CLI Usage
=========

The project exposes a single Hydra CLI surface focused on training:

- ``maxent-grpo``: top-level CLI (set ``command=...`` explicitly).
- ``maxent-grpo-baseline``: convenience wrapper for ``command=train-baseline``.

Command Routing
---------------

Supported commands:

- ``train-baseline``: baseline GRPO training.
- ``train-maxent``: MaxEnt-GRPO training.

Recipes and Overrides
---------------------

Training commands can load YAML recipes via:

- ``$GRPO_RECIPE`` (environment variable), or
- ``baseline.recipe=...`` / ``maxent.recipe=...`` command fields.

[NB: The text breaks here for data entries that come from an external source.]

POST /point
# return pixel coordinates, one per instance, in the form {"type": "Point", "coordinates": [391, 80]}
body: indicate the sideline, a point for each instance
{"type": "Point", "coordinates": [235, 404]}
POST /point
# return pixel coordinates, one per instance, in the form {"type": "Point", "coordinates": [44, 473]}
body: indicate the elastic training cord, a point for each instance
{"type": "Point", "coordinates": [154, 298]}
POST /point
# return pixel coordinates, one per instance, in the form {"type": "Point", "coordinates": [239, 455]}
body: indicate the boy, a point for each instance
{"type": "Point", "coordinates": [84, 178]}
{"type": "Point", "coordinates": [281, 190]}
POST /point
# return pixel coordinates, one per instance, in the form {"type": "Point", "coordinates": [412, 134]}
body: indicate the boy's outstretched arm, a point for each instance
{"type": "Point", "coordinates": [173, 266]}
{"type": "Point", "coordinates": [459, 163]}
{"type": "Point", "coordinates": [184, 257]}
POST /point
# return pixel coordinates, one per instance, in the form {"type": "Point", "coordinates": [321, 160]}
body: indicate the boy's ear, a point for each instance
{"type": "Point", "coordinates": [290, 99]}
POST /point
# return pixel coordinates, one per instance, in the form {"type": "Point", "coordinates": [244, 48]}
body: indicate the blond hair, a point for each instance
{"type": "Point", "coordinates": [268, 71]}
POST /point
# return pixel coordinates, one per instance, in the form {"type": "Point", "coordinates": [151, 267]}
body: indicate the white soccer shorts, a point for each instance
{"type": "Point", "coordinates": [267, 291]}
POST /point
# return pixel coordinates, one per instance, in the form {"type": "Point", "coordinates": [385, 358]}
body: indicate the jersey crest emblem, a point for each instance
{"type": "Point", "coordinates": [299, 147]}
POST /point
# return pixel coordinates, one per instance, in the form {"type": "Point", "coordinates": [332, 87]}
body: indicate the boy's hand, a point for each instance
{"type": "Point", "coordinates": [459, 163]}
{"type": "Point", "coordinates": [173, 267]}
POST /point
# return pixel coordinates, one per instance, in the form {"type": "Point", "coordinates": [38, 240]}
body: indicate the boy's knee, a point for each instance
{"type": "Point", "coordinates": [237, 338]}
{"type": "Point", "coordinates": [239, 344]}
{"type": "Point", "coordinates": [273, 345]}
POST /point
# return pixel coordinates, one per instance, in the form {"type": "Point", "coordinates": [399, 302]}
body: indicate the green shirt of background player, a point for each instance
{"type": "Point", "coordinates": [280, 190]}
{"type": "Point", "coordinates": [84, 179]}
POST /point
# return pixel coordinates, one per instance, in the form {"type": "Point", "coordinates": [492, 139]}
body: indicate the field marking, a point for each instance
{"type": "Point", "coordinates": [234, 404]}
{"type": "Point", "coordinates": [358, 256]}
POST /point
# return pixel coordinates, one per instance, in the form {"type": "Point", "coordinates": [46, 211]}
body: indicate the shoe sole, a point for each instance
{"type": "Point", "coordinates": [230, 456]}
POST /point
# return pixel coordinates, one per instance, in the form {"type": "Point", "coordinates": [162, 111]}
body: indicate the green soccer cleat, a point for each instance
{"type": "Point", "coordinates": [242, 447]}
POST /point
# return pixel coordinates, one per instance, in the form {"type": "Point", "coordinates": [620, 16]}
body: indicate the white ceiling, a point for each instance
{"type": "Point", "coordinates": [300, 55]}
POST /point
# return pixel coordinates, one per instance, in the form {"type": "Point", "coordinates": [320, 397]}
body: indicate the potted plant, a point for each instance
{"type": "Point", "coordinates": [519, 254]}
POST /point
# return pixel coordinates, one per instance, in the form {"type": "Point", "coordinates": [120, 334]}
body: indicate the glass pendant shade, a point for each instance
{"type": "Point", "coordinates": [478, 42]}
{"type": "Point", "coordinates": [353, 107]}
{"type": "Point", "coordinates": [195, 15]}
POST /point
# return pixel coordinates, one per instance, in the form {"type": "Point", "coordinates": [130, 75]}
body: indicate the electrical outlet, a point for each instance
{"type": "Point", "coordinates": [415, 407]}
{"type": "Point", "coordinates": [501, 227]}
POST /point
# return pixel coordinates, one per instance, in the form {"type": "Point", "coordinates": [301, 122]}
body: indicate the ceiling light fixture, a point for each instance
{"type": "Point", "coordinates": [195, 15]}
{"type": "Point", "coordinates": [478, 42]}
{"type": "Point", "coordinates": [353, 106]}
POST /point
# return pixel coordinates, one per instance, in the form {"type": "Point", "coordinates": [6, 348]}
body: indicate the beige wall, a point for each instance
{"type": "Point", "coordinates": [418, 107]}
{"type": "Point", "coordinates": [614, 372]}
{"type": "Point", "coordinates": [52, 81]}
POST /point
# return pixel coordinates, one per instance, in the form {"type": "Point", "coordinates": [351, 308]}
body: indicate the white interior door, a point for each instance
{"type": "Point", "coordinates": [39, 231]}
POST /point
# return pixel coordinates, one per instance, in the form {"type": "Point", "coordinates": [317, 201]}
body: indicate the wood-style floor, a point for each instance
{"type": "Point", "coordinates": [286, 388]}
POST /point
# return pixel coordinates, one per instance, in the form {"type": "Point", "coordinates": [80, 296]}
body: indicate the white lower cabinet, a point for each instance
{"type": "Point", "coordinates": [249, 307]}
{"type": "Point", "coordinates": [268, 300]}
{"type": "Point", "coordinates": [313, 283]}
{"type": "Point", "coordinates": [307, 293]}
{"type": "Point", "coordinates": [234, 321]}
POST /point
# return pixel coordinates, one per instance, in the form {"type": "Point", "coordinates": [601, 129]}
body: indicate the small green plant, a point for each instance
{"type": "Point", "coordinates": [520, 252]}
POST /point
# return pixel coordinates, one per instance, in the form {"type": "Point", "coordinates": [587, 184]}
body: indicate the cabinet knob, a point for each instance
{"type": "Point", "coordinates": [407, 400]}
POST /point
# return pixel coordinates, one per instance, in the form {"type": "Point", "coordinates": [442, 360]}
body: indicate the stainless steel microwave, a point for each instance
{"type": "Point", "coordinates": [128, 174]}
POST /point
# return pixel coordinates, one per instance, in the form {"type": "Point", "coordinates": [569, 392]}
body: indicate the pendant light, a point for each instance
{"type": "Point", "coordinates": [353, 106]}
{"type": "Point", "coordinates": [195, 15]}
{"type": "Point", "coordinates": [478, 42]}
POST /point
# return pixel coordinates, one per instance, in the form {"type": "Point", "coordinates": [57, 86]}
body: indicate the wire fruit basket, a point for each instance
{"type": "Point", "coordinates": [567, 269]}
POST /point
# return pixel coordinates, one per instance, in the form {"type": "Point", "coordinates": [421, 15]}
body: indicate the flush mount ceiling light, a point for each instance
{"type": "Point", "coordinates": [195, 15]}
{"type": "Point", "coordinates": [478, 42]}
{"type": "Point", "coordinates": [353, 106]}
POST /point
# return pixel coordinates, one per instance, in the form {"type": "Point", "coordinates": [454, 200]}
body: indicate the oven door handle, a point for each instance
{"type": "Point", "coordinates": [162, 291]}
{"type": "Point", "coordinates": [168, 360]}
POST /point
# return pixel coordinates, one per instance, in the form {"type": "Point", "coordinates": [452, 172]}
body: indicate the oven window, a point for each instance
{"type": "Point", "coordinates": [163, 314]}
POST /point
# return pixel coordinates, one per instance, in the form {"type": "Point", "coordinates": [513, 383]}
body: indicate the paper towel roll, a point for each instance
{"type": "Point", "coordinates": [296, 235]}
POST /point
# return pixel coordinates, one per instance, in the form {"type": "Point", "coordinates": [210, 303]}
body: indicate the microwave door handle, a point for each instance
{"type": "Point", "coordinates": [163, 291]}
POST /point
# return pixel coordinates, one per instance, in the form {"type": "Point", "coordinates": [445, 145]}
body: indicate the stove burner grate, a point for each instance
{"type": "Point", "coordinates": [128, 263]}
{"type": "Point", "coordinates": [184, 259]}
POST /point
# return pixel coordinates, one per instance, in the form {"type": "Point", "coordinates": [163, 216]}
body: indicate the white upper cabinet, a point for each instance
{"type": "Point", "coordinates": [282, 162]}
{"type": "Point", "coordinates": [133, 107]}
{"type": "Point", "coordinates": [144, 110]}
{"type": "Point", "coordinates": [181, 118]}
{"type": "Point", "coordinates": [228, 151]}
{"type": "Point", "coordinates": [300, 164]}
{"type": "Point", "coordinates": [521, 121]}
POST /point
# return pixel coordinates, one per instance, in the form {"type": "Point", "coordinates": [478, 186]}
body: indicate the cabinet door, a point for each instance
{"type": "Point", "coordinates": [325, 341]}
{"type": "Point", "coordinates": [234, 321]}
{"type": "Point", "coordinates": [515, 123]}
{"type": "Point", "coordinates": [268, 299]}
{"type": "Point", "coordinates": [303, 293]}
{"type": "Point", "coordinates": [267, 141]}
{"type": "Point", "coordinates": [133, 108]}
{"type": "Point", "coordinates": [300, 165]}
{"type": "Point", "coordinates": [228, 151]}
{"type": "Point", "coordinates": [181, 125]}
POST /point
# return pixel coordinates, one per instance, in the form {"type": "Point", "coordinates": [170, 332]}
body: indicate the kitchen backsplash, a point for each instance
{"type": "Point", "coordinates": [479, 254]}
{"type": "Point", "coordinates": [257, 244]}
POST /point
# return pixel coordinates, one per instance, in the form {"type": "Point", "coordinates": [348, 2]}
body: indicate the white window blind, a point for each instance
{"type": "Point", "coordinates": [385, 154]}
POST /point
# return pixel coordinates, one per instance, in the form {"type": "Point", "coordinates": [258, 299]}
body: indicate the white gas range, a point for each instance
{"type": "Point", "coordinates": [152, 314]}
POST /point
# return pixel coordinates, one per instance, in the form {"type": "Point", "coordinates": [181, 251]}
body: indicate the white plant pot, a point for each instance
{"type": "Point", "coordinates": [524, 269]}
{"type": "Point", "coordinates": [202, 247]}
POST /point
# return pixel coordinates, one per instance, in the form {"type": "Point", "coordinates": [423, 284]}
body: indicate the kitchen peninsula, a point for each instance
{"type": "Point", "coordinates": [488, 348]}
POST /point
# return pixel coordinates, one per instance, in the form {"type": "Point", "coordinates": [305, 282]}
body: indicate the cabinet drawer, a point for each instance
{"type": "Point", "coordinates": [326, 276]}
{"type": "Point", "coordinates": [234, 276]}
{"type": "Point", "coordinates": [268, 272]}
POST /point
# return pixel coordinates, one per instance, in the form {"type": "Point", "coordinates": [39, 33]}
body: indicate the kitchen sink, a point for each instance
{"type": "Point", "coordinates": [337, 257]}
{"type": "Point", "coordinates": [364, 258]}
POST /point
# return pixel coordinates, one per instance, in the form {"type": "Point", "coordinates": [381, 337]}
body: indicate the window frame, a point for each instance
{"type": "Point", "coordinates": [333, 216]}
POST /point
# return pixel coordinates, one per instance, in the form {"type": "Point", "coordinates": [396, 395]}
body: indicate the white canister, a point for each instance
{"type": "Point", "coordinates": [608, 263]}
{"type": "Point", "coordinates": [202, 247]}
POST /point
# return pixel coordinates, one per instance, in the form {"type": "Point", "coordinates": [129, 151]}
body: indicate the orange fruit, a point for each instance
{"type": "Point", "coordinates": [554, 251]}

After loading a recipe, overrides are applied from command-specific
``script``/``training``/``model`` sections.

.. code-block:: bash

   GRPO_RECIPE=configs/recipes/Qwen2.5-1.5B-Instruct/grpo/config_math.yaml \
     maxent-grpo-baseline baseline.training.output_dir=var/data/out

.. code-block:: bash

   maxent-grpo command=train-maxent \
     maxent.recipe=configs/recipes/Qwen2.5-1.5B-Instruct/maxent-grpo/config_math.yaml \
     maxent.training.maxent_tau=0.2

Coding pipeline example (MBPP + test-based reward):

.. code-block:: bash

   maxent-grpo-baseline \
     baseline.recipe=configs/recipes/Qwen2.5-0.5B-Instruct/grpo/config_code_mbpp.yaml

Validation
----------

Before launch, ``maxent_grpo.cli.config_validation`` ensures MaxEnt overrides
are only used with ``objective=maxent_entropy`` or
``objective=maxent_listwise`` except for GRPO + entropy-bonus runs where
``objective=grpo_entropy_bonus`` and ``policy_entropy_bonus_coef>0``.

Examples
--------

Hydra recipe presets live under ``configs/recipes/hydra/``.
For custom-loop GRPO parity runs, use
``configs/recipes/hydra/grpo_custom_math.yaml``.
For explicit trainer-level MaxEnt variants, use
``configs/recipes/hydra/maxent_entropy_math.yaml`` or
``configs/recipes/hydra/maxent_listwise_math.yaml``.